Today's M&A environment is much different than it was just two years ago.

"Choppy is probably the best way to describe it," says Gavin Slader, head of the investment bank for JMP, a Citizens company. "We're still seeing deals get done. We're still seeing big deals get done in the current M&A environment. But certainly, rising interest rates have created a universe of buyers that are taking a much harder look when thinking about potential acquisitions. And layer on top of that some of the broader macroeconomic uncertainty, both domestic and abroad, and we're in an environment where folks are just a little bit more cautious about the deals that they get done and are certainly taking more time to do diligence and ultimately execute those transactions."

Two years ago, it was an environment of pretty easy money. Interest rates weren't yet on the rise and though COVID created uncertainty, the economy, he says, was actually humming along pretty well.

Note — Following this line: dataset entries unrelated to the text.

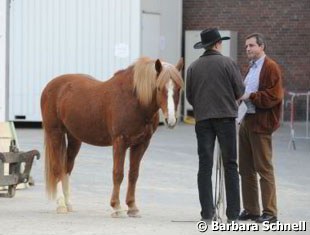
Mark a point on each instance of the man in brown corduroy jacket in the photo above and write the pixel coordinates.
(263, 97)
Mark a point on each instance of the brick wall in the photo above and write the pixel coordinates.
(285, 24)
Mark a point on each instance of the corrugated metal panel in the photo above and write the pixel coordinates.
(53, 37)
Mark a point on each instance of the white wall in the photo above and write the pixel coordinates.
(53, 37)
(169, 40)
(97, 37)
(3, 74)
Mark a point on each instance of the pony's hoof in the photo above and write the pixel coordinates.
(69, 208)
(61, 210)
(118, 214)
(134, 213)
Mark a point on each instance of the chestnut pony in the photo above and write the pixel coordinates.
(121, 112)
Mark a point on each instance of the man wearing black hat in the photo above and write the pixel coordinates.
(213, 85)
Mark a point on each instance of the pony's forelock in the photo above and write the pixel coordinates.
(145, 82)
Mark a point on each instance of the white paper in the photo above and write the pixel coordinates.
(241, 112)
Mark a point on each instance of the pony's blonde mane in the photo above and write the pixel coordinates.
(145, 82)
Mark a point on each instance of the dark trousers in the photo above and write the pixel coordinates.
(255, 158)
(206, 132)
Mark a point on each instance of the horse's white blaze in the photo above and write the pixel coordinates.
(171, 119)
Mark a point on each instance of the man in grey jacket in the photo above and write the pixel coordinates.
(213, 85)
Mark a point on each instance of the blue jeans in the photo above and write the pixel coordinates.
(206, 132)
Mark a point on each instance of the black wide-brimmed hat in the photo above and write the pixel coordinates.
(209, 37)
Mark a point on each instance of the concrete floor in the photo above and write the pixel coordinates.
(166, 190)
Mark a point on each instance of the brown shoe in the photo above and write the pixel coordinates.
(265, 217)
(247, 216)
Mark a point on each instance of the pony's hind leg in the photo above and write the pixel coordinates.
(55, 158)
(73, 148)
(119, 152)
(136, 154)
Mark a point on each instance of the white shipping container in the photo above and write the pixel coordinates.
(98, 37)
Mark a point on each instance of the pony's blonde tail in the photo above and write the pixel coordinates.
(55, 161)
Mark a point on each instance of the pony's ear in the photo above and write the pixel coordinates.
(180, 64)
(158, 66)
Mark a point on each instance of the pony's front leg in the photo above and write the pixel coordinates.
(63, 196)
(136, 154)
(119, 152)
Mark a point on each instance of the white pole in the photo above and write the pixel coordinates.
(3, 61)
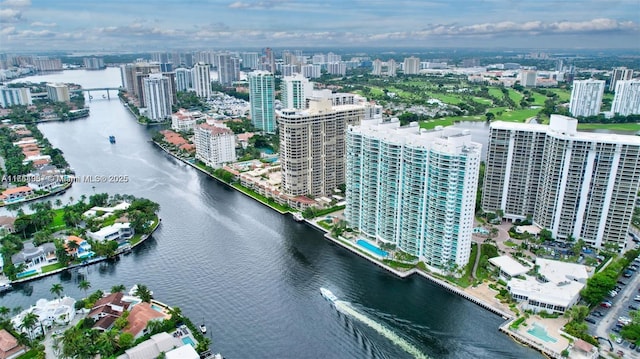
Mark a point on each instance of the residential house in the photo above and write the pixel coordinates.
(115, 232)
(81, 250)
(153, 347)
(16, 194)
(107, 309)
(9, 347)
(6, 224)
(32, 256)
(139, 318)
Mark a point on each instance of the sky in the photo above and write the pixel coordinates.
(156, 25)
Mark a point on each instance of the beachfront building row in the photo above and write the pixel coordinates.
(414, 188)
(575, 184)
(554, 288)
(215, 144)
(627, 98)
(313, 147)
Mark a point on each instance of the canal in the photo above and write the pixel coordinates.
(252, 275)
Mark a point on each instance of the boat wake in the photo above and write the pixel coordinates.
(346, 308)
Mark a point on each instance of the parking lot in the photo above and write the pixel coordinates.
(606, 320)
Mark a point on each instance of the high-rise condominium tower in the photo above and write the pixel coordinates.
(576, 184)
(262, 98)
(312, 146)
(586, 97)
(415, 189)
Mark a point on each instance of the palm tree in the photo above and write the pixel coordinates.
(4, 311)
(143, 292)
(118, 288)
(84, 285)
(57, 289)
(29, 322)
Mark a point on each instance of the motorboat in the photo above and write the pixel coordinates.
(327, 294)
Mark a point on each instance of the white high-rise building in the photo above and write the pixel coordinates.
(411, 65)
(184, 79)
(528, 78)
(578, 185)
(158, 97)
(415, 189)
(11, 96)
(215, 145)
(58, 92)
(295, 91)
(586, 97)
(377, 67)
(262, 100)
(312, 146)
(312, 71)
(627, 98)
(619, 73)
(202, 80)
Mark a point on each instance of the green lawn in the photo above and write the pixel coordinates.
(515, 96)
(495, 92)
(52, 267)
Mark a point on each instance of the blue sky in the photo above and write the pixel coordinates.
(130, 25)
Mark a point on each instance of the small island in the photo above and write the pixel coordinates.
(55, 237)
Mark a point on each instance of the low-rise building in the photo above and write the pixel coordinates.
(555, 289)
(115, 232)
(139, 318)
(81, 249)
(32, 256)
(508, 267)
(9, 347)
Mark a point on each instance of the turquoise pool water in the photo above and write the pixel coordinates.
(539, 332)
(27, 273)
(371, 248)
(188, 340)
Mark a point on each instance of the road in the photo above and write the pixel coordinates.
(620, 308)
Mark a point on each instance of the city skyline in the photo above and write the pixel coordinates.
(145, 25)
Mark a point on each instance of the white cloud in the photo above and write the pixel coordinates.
(16, 3)
(10, 15)
(44, 24)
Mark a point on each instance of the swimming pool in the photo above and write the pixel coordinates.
(371, 248)
(540, 332)
(27, 273)
(188, 340)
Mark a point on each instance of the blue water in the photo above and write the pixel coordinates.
(188, 340)
(371, 248)
(27, 273)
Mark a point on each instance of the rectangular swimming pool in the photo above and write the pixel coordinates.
(188, 340)
(371, 248)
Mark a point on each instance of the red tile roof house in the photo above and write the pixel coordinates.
(9, 347)
(139, 318)
(12, 194)
(106, 310)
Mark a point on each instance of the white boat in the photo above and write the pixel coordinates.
(134, 289)
(328, 295)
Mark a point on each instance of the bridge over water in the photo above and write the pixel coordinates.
(107, 89)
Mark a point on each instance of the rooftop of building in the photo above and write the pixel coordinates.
(509, 265)
(566, 127)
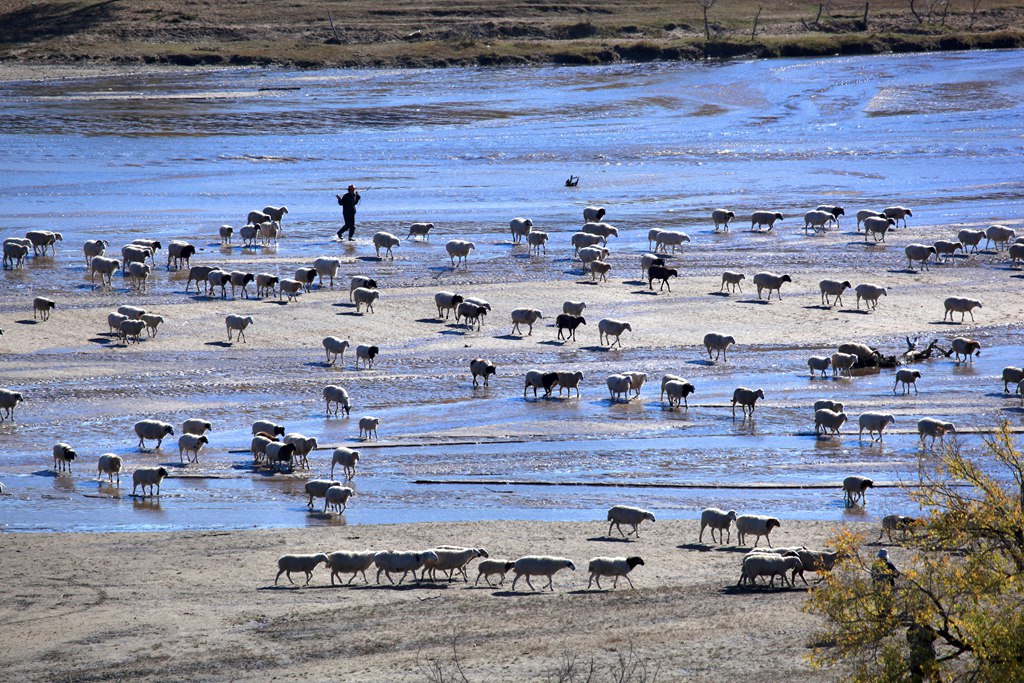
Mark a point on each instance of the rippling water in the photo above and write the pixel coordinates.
(177, 156)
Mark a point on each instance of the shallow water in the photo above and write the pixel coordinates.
(177, 156)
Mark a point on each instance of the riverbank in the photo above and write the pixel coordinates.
(203, 605)
(364, 34)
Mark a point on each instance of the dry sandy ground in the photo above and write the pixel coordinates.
(203, 606)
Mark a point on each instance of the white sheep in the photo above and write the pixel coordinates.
(365, 297)
(759, 218)
(721, 217)
(539, 565)
(238, 324)
(347, 458)
(612, 566)
(716, 518)
(110, 465)
(387, 242)
(338, 396)
(147, 476)
(771, 282)
(153, 430)
(367, 354)
(608, 328)
(833, 288)
(304, 563)
(759, 525)
(960, 305)
(873, 422)
(855, 488)
(625, 514)
(337, 498)
(368, 427)
(525, 316)
(335, 347)
(458, 250)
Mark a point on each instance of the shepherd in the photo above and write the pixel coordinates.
(347, 203)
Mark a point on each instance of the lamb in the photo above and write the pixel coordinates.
(525, 316)
(817, 220)
(678, 390)
(42, 306)
(962, 306)
(935, 429)
(608, 328)
(487, 568)
(365, 297)
(918, 252)
(335, 347)
(8, 401)
(368, 427)
(445, 302)
(238, 324)
(970, 238)
(998, 235)
(304, 563)
(110, 465)
(759, 218)
(873, 422)
(147, 476)
(855, 488)
(612, 566)
(625, 514)
(385, 241)
(565, 322)
(153, 430)
(347, 458)
(459, 251)
(367, 354)
(833, 288)
(64, 456)
(539, 565)
(337, 498)
(877, 225)
(759, 525)
(721, 217)
(538, 241)
(338, 396)
(717, 519)
(520, 227)
(828, 421)
(897, 213)
(900, 523)
(730, 281)
(663, 273)
(352, 562)
(481, 368)
(103, 266)
(719, 343)
(818, 364)
(190, 443)
(962, 346)
(907, 378)
(869, 293)
(388, 561)
(843, 364)
(178, 253)
(770, 282)
(747, 398)
(93, 248)
(539, 380)
(420, 230)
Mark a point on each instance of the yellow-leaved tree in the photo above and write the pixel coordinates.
(956, 609)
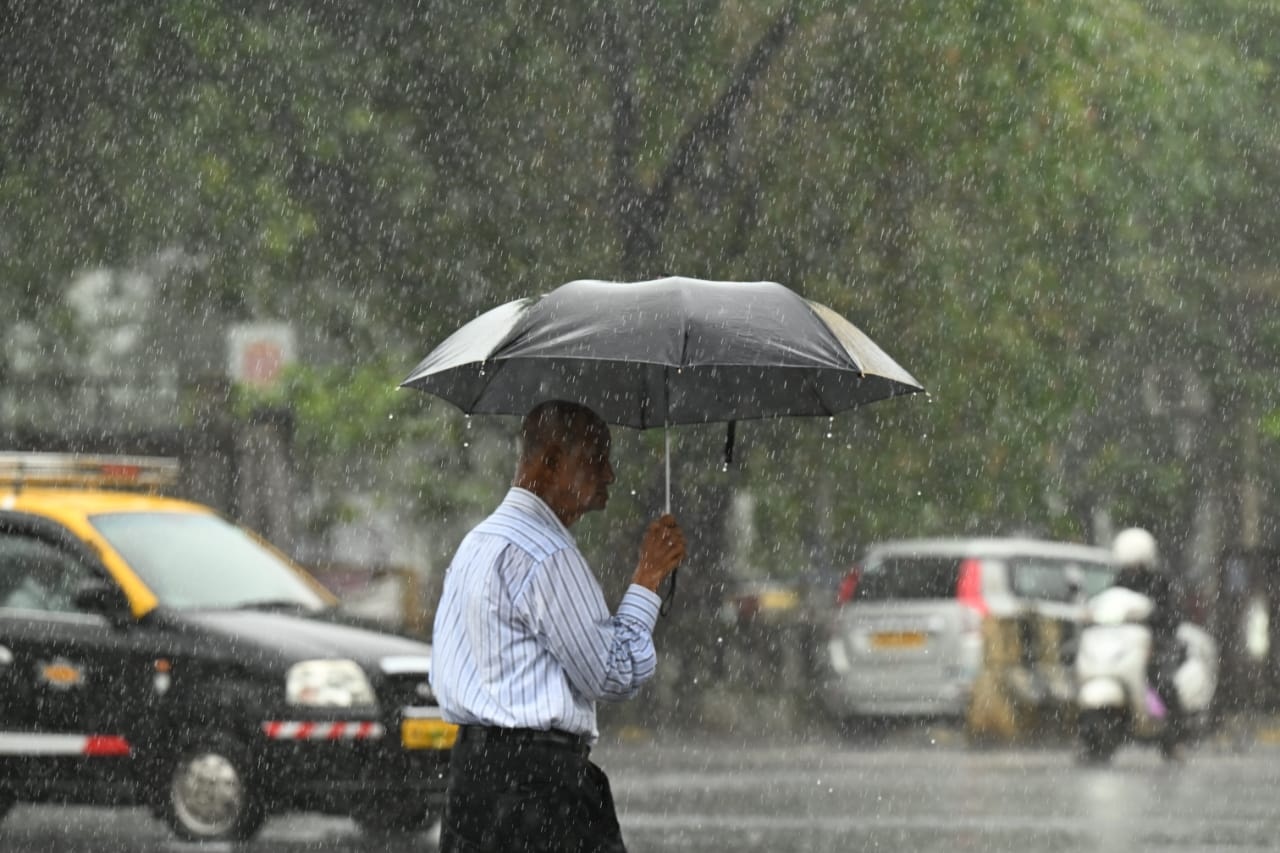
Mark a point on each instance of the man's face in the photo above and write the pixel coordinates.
(588, 471)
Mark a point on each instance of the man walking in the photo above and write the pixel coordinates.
(525, 646)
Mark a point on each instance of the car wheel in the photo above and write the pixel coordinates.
(393, 816)
(210, 793)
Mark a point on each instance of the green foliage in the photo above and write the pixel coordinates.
(1028, 204)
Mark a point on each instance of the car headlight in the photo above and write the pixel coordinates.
(328, 684)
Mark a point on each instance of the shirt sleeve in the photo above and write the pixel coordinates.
(606, 657)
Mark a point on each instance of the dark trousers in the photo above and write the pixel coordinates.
(526, 794)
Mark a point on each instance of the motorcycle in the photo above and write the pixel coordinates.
(1114, 701)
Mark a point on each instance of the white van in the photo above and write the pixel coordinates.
(906, 639)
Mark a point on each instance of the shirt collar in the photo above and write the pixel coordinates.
(529, 503)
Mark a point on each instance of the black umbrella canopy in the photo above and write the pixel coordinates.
(661, 352)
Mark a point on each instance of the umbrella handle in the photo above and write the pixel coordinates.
(664, 607)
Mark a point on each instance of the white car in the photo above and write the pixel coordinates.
(906, 635)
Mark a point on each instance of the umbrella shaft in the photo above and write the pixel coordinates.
(666, 437)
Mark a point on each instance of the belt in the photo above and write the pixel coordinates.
(499, 735)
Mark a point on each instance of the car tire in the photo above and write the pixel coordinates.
(210, 794)
(387, 816)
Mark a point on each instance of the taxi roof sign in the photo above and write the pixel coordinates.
(85, 470)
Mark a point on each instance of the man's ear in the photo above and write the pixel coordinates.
(552, 456)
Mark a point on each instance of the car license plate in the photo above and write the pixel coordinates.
(428, 734)
(897, 639)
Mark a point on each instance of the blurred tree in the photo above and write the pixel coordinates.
(1027, 204)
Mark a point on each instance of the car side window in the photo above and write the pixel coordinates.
(37, 575)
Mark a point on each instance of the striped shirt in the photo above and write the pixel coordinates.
(522, 637)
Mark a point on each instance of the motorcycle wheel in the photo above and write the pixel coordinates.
(1100, 737)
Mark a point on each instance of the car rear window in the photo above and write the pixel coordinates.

"You had business leaders that I think felt very front-footed about going out, executing transactions, growing their businesses inorganically. And with the end of 2021, we started to see that environment, change," he says. "We started to see the first signs of inflation creep in and then followed shortly thereafter by the Fed's response to that. As acquirers generally looked at their ability to execute transactions, and importantly, execute transactions that penciled out economically at a higher cost of interest, it started to be more difficult. We started to see growth slowing. And ultimately we saw a lot of firms start to become more inwardly focused as they thought about operating their own business and maximizing their own operation as opposed to going out and actively pursuing acquisition opportunities to either grow their business or grow their footprint."

Slader spoke on the Smart Business Dealmakers Podcast, offering his state of M&A — an overview of the conditions dealmakers are facing and predictions for how the 2023 deal year finishes up.